In dit schriftelijk verslag worden minstens de volgende gegevens vermeld:
- 1°
- de naam, de voornaam en de woon- of verblijfplaats van de bewindvoerder of zijn benaming en maatschappelijke zetel;
- 2°
- de naam, de voornaam en de woon- of verblijfplaats van de beschermde persoon, en, in voorkomend geval, van zijn vertrouwenspersoon;
- 3°
- de rekeningen omvattende minstens een overzicht van de stand van het beheerde vermogen bij de aanvang en op het einde van deze periode;
- 4°
- de wijze waarop de bewindvoerder de beschermde persoon en, in voorkomend geval, diens bewindvoerder over de persoon en diens vertrouwenspersoon betrokken heeft bij de uitoefening van zijn opdracht en rekening heeft gehouden met hun mening;
- 5°
- de materiėle levensvoorwaarden van de beschermde persoon;
- 6°
- in voorkomend geval, de wijze waarop de bewindvoerder rekening heeft gehouden met de opmerkingen die de vrederechter heeft geformuleerd bij een eerder verslag.
[Met het verslag wordt voor elke bankrekening een kopie meegedeeld van de door de bank uitgebrachte lijst van de verrichtingen tijdens de periode waarop het verslag betrekking heeft, met vermelding van het saldo ter staving van de in het verslag vermelde saldi alsook, in voorkomend geval, een attest van de financiėle instelling betreffende de belegde kapitalen.]
De bewindvoerder voert een vereenvoudigde boekhouding, die tenminste betrekking heeft op de mutaties in contant geld of op de rekeningen.
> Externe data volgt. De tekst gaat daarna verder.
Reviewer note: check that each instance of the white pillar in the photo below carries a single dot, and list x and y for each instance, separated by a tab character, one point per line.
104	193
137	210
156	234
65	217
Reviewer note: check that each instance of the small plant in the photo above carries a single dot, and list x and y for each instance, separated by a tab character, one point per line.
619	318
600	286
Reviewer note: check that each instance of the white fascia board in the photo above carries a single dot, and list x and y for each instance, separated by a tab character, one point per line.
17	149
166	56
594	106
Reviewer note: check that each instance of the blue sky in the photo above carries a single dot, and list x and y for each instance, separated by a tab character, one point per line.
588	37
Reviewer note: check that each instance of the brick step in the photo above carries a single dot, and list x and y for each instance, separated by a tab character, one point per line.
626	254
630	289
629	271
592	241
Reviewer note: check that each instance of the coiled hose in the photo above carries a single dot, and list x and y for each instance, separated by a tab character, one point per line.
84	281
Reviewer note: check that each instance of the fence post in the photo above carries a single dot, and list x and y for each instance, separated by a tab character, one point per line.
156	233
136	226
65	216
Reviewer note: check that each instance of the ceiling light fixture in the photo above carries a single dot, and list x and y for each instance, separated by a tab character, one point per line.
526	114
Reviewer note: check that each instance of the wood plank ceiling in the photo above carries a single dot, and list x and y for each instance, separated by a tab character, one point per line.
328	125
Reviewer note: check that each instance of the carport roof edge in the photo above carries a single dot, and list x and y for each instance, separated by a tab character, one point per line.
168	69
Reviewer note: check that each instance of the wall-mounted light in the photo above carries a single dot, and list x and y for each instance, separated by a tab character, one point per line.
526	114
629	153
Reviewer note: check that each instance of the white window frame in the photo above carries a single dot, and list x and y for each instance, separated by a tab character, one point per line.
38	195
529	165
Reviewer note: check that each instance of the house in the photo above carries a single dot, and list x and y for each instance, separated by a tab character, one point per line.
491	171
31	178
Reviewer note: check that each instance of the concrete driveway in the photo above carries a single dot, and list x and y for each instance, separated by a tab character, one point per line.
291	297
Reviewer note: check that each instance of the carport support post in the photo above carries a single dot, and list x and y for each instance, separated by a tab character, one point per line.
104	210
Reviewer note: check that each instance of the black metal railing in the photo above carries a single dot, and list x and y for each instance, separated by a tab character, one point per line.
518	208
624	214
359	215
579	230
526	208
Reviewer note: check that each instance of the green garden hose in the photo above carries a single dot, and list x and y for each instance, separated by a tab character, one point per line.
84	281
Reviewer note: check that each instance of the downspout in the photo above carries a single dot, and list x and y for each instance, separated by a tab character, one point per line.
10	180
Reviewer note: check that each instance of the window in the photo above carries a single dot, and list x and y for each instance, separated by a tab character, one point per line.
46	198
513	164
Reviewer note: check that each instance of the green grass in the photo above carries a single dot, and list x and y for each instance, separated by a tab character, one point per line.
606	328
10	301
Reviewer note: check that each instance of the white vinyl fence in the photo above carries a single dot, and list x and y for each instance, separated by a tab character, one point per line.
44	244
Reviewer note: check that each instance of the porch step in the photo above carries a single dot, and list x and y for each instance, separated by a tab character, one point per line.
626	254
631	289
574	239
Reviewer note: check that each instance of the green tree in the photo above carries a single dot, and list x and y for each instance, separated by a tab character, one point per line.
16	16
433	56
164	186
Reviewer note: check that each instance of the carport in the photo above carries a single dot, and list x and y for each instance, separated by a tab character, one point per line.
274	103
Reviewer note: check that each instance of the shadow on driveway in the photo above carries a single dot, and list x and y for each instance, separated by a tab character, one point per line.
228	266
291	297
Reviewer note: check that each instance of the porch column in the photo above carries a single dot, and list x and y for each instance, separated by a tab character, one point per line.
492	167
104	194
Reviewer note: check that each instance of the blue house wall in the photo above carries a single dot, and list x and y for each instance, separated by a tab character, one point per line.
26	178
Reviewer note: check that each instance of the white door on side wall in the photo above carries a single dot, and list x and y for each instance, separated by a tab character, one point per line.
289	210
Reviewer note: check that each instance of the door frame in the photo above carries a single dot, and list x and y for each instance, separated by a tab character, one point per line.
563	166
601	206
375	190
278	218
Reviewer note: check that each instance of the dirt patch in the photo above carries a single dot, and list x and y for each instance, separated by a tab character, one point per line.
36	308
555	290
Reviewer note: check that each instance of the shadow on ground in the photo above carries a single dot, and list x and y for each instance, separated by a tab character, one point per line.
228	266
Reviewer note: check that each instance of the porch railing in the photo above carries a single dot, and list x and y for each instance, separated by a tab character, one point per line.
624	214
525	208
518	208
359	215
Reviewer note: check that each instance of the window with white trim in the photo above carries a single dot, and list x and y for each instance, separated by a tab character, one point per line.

De vrederechter kan de bewindvoerder echter, gelet op de aard en de omvang van het te beheren vermogen, vrijstelling verlenen van deze verplichting.
[De vrederechter gaat na of het verslag voldoet aan de voorwaarden bedoeld in artikel 497/8 en indien dat het geval is, keurt hij het verslag goed.] Hij kan daarbij voorbehouden en opmerkingen formuleren waarmee de bewindvoerder rekening moet houden.
Wanneer er ernstige aanwijzingen zijn dat de rekening tekortkomingen vertoont of wanneer de rekening vrij complex is, kan de vrederechter een technisch adviseur aanwijzen die hem technisch advies moet geven over de rekening. De vrederechter kan de kosten voor de technisch adviseur ten laste leggen van de bewindvoerder ingeval deze kennelijk tekortschoot in zijn verslaggevingsplicht of in de uitoefening van zijn opdracht.
Ingeval de vrederechter verscheidene bewindvoerders heeft aangesteld, bepaalt hij de wijze waarop deze het verslag bedoeld in het tweede lid dienen uit te brengen.
§ 3
Het verslag [wordt] bij het in artikel 1253 van het Gerechtelijk Wetboek bedoelde administratief dossier gevoegd.
§ 4
De Koning bepaalt een model van schriftelijk verslag en van vereenvoudigde boekhouding.
Art. ingevoegd bij art. 98 Wet 17 maart 2013 (BS 14 juni 2013 (ed. 2)), met ingang van 1 september 2014 (art. 233, zelf vervangen bij art. 22 Wet 12 mei 2014 (BS 19 mei 2014)).